0
votes

I'm new in web scraping using R. I'm trying to scrape the table generated by this link: https://gd.eppo.int/search?k=saperda+tridentata. In this specific case, it's just one record in the table but it could be more (I am actually interested in the first column but the whole table is ok).

I tried to follow the suggestion by Allan Cameron given here (rvest, table with thead and tbody tags) as the issue seems to be exactly the same but with no success maybe for my little knowledge on how webpages work. I always get a "no data" table. Maybe I am not following correctly the suggested step "# Get the JSON as plain text from the link generated by Javascript on the page". Where can I get this link? In this specific case I used "https://gd.eppo.int/media/js/application/zzsearch.js?7", is this one?

Below you have my code. Thank you in advance!

library(httr)
library(rlist)
library(rvest)
library(jsonlite)
library(dplyr)

pest.name <- "saperda+tridentata"

url <- paste("https://gd.eppo.int/search?k=",pest.name, sep="")
resp <- GET(url) %>% content("text") 

json_url <- "https://gd.eppo.int/media/js/application/zzsearch.js?7"
JSON <- GET(json_url) %>% content("text", encoding = "utf8") 

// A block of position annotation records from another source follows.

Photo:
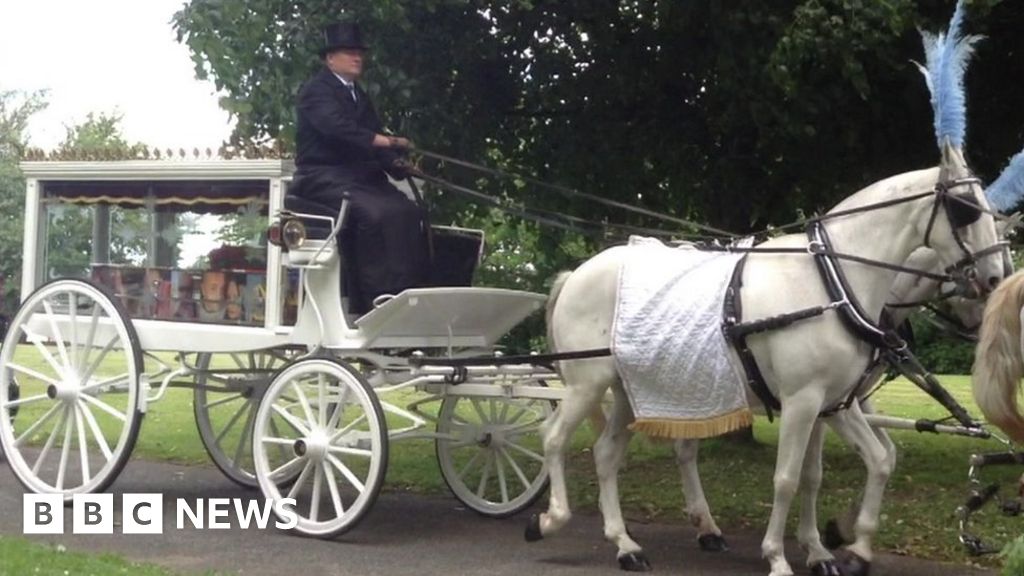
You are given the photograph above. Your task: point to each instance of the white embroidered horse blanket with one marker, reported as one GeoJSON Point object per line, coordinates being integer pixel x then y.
{"type": "Point", "coordinates": [669, 344]}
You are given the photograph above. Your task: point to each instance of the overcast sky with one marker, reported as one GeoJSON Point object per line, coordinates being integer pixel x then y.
{"type": "Point", "coordinates": [113, 56]}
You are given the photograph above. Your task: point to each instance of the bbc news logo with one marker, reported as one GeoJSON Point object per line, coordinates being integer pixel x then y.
{"type": "Point", "coordinates": [143, 513]}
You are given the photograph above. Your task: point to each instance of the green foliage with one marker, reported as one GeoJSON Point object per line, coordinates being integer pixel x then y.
{"type": "Point", "coordinates": [1013, 558]}
{"type": "Point", "coordinates": [15, 110]}
{"type": "Point", "coordinates": [737, 115]}
{"type": "Point", "coordinates": [939, 351]}
{"type": "Point", "coordinates": [70, 229]}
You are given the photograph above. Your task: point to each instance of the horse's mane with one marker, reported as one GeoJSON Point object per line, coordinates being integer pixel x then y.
{"type": "Point", "coordinates": [946, 56]}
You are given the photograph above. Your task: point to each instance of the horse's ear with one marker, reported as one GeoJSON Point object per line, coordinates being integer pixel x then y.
{"type": "Point", "coordinates": [963, 209]}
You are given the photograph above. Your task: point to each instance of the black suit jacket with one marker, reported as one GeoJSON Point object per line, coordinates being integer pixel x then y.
{"type": "Point", "coordinates": [335, 133]}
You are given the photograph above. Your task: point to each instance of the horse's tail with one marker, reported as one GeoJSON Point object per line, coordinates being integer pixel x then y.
{"type": "Point", "coordinates": [556, 289]}
{"type": "Point", "coordinates": [997, 362]}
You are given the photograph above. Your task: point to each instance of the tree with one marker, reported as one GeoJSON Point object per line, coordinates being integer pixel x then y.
{"type": "Point", "coordinates": [15, 110]}
{"type": "Point", "coordinates": [70, 232]}
{"type": "Point", "coordinates": [739, 114]}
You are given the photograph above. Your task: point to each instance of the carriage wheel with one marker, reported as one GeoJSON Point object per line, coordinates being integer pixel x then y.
{"type": "Point", "coordinates": [70, 400]}
{"type": "Point", "coordinates": [228, 388]}
{"type": "Point", "coordinates": [489, 452]}
{"type": "Point", "coordinates": [321, 418]}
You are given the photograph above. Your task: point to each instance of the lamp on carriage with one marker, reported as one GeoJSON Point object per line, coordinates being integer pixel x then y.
{"type": "Point", "coordinates": [289, 234]}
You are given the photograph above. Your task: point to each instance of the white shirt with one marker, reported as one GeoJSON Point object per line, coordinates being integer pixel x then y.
{"type": "Point", "coordinates": [349, 85]}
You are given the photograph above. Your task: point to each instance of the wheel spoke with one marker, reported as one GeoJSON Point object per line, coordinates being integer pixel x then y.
{"type": "Point", "coordinates": [350, 451]}
{"type": "Point", "coordinates": [304, 403]}
{"type": "Point", "coordinates": [479, 411]}
{"type": "Point", "coordinates": [291, 419]}
{"type": "Point", "coordinates": [102, 354]}
{"type": "Point", "coordinates": [278, 441]}
{"type": "Point", "coordinates": [485, 476]}
{"type": "Point", "coordinates": [30, 372]}
{"type": "Point", "coordinates": [275, 430]}
{"type": "Point", "coordinates": [93, 322]}
{"type": "Point", "coordinates": [339, 407]}
{"type": "Point", "coordinates": [286, 466]}
{"type": "Point", "coordinates": [96, 433]}
{"type": "Point", "coordinates": [73, 325]}
{"type": "Point", "coordinates": [348, 427]}
{"type": "Point", "coordinates": [524, 451]}
{"type": "Point", "coordinates": [62, 468]}
{"type": "Point", "coordinates": [230, 423]}
{"type": "Point", "coordinates": [39, 423]}
{"type": "Point", "coordinates": [345, 471]}
{"type": "Point", "coordinates": [515, 467]}
{"type": "Point", "coordinates": [246, 433]}
{"type": "Point", "coordinates": [28, 400]}
{"type": "Point", "coordinates": [469, 464]}
{"type": "Point", "coordinates": [57, 337]}
{"type": "Point", "coordinates": [523, 426]}
{"type": "Point", "coordinates": [322, 405]}
{"type": "Point", "coordinates": [502, 484]}
{"type": "Point", "coordinates": [49, 443]}
{"type": "Point", "coordinates": [514, 419]}
{"type": "Point", "coordinates": [37, 341]}
{"type": "Point", "coordinates": [104, 407]}
{"type": "Point", "coordinates": [112, 381]}
{"type": "Point", "coordinates": [83, 447]}
{"type": "Point", "coordinates": [332, 484]}
{"type": "Point", "coordinates": [315, 496]}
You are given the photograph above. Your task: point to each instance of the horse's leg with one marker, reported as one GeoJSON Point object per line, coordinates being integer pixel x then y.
{"type": "Point", "coordinates": [818, 558]}
{"type": "Point", "coordinates": [582, 395]}
{"type": "Point", "coordinates": [841, 531]}
{"type": "Point", "coordinates": [609, 453]}
{"type": "Point", "coordinates": [796, 423]}
{"type": "Point", "coordinates": [853, 427]}
{"type": "Point", "coordinates": [709, 535]}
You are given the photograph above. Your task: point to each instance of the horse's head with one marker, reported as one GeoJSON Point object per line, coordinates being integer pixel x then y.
{"type": "Point", "coordinates": [962, 229]}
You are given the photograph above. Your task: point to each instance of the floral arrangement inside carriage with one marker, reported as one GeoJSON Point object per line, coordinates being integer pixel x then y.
{"type": "Point", "coordinates": [168, 250]}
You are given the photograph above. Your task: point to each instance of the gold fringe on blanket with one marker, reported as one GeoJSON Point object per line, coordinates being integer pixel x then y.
{"type": "Point", "coordinates": [662, 427]}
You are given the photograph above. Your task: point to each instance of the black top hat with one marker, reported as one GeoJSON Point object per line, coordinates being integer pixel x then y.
{"type": "Point", "coordinates": [342, 35]}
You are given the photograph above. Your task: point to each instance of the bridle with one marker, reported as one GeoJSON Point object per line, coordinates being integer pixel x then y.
{"type": "Point", "coordinates": [961, 211]}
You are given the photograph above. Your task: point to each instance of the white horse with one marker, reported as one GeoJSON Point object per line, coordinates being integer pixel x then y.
{"type": "Point", "coordinates": [998, 362]}
{"type": "Point", "coordinates": [809, 366]}
{"type": "Point", "coordinates": [908, 288]}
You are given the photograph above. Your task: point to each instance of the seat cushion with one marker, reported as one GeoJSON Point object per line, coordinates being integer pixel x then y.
{"type": "Point", "coordinates": [315, 229]}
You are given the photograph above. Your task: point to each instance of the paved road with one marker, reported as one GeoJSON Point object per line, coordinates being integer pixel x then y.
{"type": "Point", "coordinates": [408, 535]}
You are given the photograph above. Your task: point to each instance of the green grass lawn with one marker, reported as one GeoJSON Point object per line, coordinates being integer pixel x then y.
{"type": "Point", "coordinates": [918, 515]}
{"type": "Point", "coordinates": [24, 558]}
{"type": "Point", "coordinates": [930, 480]}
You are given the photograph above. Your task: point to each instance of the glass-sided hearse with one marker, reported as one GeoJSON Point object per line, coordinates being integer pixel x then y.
{"type": "Point", "coordinates": [141, 276]}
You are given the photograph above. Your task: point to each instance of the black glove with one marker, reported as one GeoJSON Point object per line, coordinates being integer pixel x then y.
{"type": "Point", "coordinates": [401, 168]}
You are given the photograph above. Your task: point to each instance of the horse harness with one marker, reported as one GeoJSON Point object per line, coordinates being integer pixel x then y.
{"type": "Point", "coordinates": [888, 345]}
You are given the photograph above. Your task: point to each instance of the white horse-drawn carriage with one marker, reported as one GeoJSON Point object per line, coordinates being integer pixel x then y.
{"type": "Point", "coordinates": [298, 398]}
{"type": "Point", "coordinates": [290, 393]}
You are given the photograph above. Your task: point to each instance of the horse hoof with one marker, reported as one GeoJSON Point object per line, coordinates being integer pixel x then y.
{"type": "Point", "coordinates": [634, 562]}
{"type": "Point", "coordinates": [826, 568]}
{"type": "Point", "coordinates": [833, 538]}
{"type": "Point", "coordinates": [713, 543]}
{"type": "Point", "coordinates": [853, 565]}
{"type": "Point", "coordinates": [534, 529]}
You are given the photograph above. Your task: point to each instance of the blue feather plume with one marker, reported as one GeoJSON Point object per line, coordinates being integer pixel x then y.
{"type": "Point", "coordinates": [1008, 191]}
{"type": "Point", "coordinates": [946, 57]}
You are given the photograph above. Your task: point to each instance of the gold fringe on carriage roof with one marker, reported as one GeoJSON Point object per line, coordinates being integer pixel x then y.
{"type": "Point", "coordinates": [250, 152]}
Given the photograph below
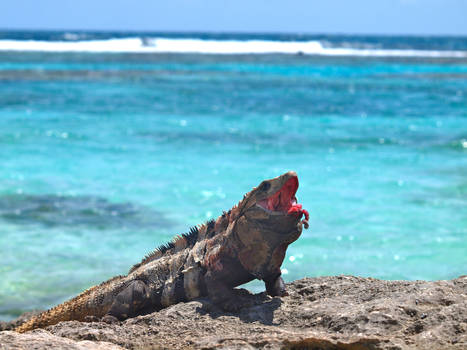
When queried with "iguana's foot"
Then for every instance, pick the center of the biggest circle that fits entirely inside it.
(109, 319)
(275, 286)
(232, 304)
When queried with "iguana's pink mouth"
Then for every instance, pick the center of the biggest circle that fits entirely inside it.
(284, 201)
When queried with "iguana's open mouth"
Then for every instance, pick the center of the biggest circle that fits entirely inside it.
(285, 202)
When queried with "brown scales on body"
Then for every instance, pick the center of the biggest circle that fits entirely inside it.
(247, 242)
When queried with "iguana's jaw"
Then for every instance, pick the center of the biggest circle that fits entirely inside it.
(284, 201)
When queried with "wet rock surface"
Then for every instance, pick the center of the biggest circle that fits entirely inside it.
(342, 312)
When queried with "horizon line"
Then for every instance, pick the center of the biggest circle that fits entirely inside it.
(227, 32)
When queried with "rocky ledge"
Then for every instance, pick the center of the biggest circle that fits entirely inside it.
(341, 312)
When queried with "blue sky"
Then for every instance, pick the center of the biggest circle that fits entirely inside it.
(303, 16)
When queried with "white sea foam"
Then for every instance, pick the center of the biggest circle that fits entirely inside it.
(164, 45)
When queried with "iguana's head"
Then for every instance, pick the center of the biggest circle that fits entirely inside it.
(267, 221)
(276, 197)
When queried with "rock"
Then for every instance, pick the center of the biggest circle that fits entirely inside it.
(342, 312)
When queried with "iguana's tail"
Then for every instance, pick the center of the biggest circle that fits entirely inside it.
(92, 302)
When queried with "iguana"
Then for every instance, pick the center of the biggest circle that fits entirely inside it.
(245, 243)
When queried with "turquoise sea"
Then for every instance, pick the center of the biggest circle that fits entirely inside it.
(111, 143)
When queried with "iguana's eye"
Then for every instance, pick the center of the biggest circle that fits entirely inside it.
(265, 186)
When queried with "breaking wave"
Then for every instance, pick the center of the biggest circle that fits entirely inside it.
(186, 45)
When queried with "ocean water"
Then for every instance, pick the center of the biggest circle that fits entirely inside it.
(111, 143)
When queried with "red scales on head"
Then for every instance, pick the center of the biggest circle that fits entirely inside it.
(285, 201)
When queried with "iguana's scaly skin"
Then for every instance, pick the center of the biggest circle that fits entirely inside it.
(245, 243)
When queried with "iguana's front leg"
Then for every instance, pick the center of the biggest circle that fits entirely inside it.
(220, 293)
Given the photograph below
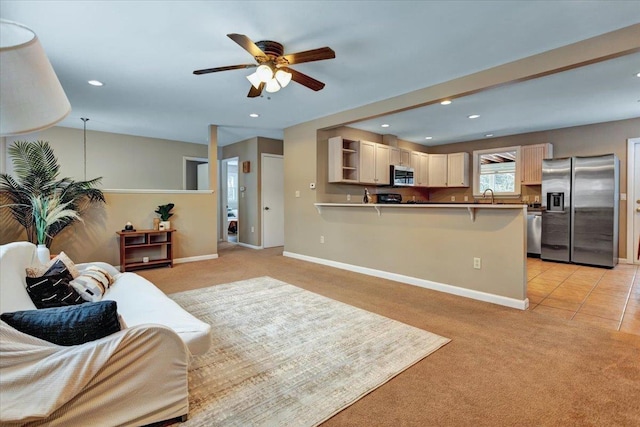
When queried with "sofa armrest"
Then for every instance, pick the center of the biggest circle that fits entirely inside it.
(108, 267)
(141, 372)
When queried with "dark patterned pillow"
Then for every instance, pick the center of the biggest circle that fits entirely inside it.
(71, 325)
(52, 289)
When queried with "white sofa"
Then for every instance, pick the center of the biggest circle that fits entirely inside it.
(133, 377)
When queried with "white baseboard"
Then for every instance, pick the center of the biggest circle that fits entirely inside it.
(246, 245)
(195, 258)
(441, 287)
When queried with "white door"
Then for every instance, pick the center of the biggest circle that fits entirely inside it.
(272, 177)
(203, 176)
(633, 199)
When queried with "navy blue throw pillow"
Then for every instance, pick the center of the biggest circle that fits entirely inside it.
(52, 289)
(71, 325)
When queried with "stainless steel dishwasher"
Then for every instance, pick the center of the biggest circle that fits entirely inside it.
(534, 233)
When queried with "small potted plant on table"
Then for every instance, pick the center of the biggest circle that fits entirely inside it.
(165, 213)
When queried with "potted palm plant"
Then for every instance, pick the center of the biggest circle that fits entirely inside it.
(37, 196)
(165, 213)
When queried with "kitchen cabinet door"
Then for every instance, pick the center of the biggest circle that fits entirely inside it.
(458, 170)
(437, 174)
(367, 162)
(343, 160)
(531, 160)
(420, 165)
(382, 172)
(374, 163)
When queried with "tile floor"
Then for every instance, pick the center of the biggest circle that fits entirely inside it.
(608, 298)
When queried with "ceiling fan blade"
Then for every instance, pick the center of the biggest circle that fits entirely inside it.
(305, 80)
(248, 45)
(229, 67)
(253, 92)
(310, 55)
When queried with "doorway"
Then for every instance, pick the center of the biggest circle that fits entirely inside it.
(272, 182)
(633, 200)
(230, 211)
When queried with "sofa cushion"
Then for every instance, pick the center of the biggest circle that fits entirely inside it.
(40, 269)
(53, 289)
(92, 283)
(70, 325)
(14, 258)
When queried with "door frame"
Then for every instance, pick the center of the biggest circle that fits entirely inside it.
(224, 199)
(633, 144)
(262, 227)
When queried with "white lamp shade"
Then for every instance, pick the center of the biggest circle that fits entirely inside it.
(283, 77)
(272, 86)
(265, 73)
(255, 80)
(31, 96)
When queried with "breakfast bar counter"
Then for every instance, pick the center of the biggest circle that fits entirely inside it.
(470, 207)
(475, 250)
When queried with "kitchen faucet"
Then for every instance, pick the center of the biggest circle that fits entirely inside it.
(485, 194)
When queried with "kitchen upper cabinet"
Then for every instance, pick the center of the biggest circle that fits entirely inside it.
(532, 156)
(420, 165)
(437, 174)
(458, 170)
(343, 160)
(374, 163)
(398, 156)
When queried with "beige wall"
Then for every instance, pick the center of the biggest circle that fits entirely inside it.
(95, 239)
(249, 203)
(303, 224)
(123, 161)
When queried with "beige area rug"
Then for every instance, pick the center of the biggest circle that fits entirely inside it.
(284, 356)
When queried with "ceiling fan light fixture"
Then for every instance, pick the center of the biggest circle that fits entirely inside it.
(255, 80)
(272, 86)
(265, 73)
(283, 78)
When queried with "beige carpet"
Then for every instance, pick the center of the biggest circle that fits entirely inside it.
(282, 355)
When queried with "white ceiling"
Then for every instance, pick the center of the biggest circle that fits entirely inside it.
(145, 52)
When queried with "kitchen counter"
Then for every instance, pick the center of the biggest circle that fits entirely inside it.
(470, 207)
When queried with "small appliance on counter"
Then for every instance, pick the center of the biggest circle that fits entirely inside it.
(388, 198)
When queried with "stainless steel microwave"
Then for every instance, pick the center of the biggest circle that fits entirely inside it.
(402, 176)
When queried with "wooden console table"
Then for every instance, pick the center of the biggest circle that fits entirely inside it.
(156, 245)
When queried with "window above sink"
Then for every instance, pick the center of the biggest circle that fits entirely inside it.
(497, 169)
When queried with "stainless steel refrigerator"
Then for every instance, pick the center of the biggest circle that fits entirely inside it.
(580, 210)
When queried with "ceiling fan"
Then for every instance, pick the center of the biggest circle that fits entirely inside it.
(273, 70)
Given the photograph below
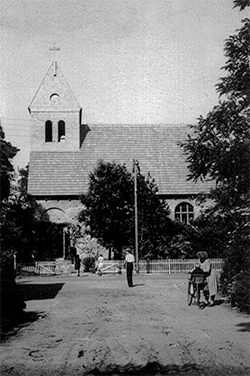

table_contents <- JSON     %>%
  {gsub("\\\\n", "\n", .)}  %>%
  {gsub("\\\\/", "/", .)}   %>%
  {gsub("\\\\\"", "\"", .)} %>%
  strsplit("html\":\"")    %>%
  unlist                   %>%
  extract(2)               %>%
  substr(1, nchar(.) -2)   %>% 
  paste0("</tbody>")

new_page <- gsub("</tbody>", table_contents, resp)

read_html(new_page)   %>%
  html_nodes("table") %>%
  html_table()
1

1 Answers

0
votes

The data comes from another endpoint you can see in the network tab when refreshing the page. You can send a request with your search phrase in the params and then extract the json you need from the response.

library(httr)
library(jsonlite)

params = list('k' = 'saperda tridentata','s' = 1,'m' = 1,'t' = 0)
r <- httr::GET(url = 'https://gd.eppo.int/ajax/search', query = params)
data <- jsonlite::parse_json(r %>% read_html() %>% html_node('p') %>%html_text())
print(data[[1]]$e)